1/2 cup (1 stick) butter, softened

1/2 cup vegetable oil

1/2 cup granulated sugar

1/2 cup powdered sugar

1 large egg

2 heaping cups all-purpose flour

1/2 teaspoon baking soda

1/2 teaspoon cream of tartar

1/4 teaspoon salt

*1 cup fresh blueberries

1/4 cup granulated sugar & 1/2 tablespoon cinnamon for rolling cookies in

Preheat oven to 375°F.

Beat together butter, vegetable oil, granulated sugar, powdered sugar, and egg. In a separate bowl, combine flour, baking soda, cream of tartar, and salt. Slowly beat flour mixture into the butter mixture. Gently fold in the blueberries, being careful not to crush them. Otherwise you'll end up with purpleish-blue cookies, but if that's your thing, then go for it!

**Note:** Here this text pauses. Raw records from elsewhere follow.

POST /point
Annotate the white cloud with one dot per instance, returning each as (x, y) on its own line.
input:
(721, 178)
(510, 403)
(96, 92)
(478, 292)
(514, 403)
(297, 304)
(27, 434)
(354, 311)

In a small bowl, combine the 1/4 cup granulated sugar and cinnamon. Shape dough into 1-inch balls, then roll in cinnamon-sugar mixture. 

Place balls 3 to 4 inches apart on a greased baking sheet. With a flat-bottomed glass dipped in cinnamon-sugar, slightly flatten cookies. Be careful not to totally crush the berries though. Again... blue cookies.

Bake for 11-13 minutes, or until edges being to slightly brown and a toothpick inserted into the center of the cookie comes out clean. Allow to cool.

Makes about 2 1/2 dozen cookies.

*Because of the fresh berries, these cookies are best eaten within 3-4 days after being made.